Storage to Tables configuration file
This is the description of the configuration file of a Storage to Tables data operation.
The configuration file is in JSON format. It contains the following sections:
Global parameters: General information about the data operation.
Source parameters: Information related to the data source provider.
Destination parameters: Information about input file templates and destination tables. The "destinations" section will refer to DDL files, which contain the schema of the destination tables.
👁️🗨️ Example
Here is an example of STT configuration file for a GCS to BigQuery transfer:
🌐 Global parameters
General information about the data operation
Parameter | Description |
---|---|
$schema type: string optional | The url of the json-schema that contains the properties that your configuration must verify.
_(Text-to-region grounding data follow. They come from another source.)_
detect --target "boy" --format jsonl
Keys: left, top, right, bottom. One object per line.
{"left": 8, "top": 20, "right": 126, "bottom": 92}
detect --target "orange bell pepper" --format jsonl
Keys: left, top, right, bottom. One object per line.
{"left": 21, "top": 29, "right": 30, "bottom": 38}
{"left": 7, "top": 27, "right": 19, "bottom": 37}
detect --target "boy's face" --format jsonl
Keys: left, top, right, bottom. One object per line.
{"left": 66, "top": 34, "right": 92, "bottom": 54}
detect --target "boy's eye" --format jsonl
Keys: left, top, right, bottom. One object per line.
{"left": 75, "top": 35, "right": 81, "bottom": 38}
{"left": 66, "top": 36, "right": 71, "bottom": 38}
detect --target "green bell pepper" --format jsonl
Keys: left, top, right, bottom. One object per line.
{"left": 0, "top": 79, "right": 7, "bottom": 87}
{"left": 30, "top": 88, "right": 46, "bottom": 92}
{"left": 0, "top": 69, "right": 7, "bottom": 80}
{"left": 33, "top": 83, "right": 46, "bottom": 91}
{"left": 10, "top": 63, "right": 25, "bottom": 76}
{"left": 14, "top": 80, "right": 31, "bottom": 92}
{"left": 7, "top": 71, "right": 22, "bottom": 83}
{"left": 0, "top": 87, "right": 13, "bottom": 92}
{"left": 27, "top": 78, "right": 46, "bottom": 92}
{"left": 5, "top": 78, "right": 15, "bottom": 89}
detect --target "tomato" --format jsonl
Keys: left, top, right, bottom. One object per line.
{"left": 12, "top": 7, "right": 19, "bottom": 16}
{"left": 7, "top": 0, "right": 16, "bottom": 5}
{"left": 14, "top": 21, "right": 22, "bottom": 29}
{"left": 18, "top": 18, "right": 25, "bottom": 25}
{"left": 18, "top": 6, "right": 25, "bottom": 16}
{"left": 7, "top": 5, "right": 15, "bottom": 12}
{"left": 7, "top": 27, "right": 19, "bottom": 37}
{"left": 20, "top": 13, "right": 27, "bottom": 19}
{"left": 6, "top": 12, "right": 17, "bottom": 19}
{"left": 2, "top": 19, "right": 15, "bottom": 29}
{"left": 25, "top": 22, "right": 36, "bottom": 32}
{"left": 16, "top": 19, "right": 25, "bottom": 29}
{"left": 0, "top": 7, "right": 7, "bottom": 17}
Most Code Editor can use that to validate your configuration, display help boxes and enlighten issues. |
configuration_type type: string mandatory | Type of data operation. For an STT data operation, the value is always "storage-to-tables". |
configuration_id type: string mandatory | ID of the data operation. You can pick any name you want, but is has to be unique for this data operation type. Note that in case of conflict, the newly deployed data operation will overwrite the previous one. To guarantee its uniqueness, the best practice is to name your data operation by concatenating:
|
version type: string mandatory | Use only version 2, version 1 is depreciated. |
environment type: string mandatory | Deployment context. Values: PROD, PREPROD, STAGING, DEV. |
account type: string mandatory | Your account ID is a 6-digit number assigned to you by your Tailer Platform administrator. |
activated type: boolean optional | Flag used to enable/disable the execution of the data operation. If not specified, the default value will be "true". |
archived type: boolean optional | Flag used to enable/disable the visibility of the data operation's configuration and runs in Tailer Studio. If not specified, the default value will be "false". |
max_active_runs type: integer optional | This parameter limits the number of concurrent runs for this data operation. If not set, the default value is 1. |
short_description type: string optional | Short description of the context of the configuration. |
doc_md type: string optional | Path to a file containing a detailed description. The file must be in Markdown format. |
⬇️ Source parameters (GCS)
The destination section contains all information related to the data source provider.
Parameter | Description |
---|---|
type type: string mandatory | Source type. The only supported source type for now is "gcs". |
gcp_project_id type: string mandatory | Specify the Google Cloud Platform project where to deploy the data operation and its associated cloud functions. If not set, the user will be prompted to choose a project. |
gcs_source_bucket type: string mandatory | |
gcs_source_prefix type: string mandatory | |
gcs_archive_prefix type: string optional | Path where the source files will be archived. If present and populated, the STT data operation will archive the source files in the location specified, in the GCS source bucket. If not present or empty, there will be no archiving. |
gcp_credentials_secret type: dict mandatory | Encrypted credentials needed to read/move data from the source bucket. You should have generated credentials when setting up GCP. To learn how to encrypt them, refer to this page. |
⬆️ Destination parameters (BigQuery)
The destination section contains all the information related to the data destinations.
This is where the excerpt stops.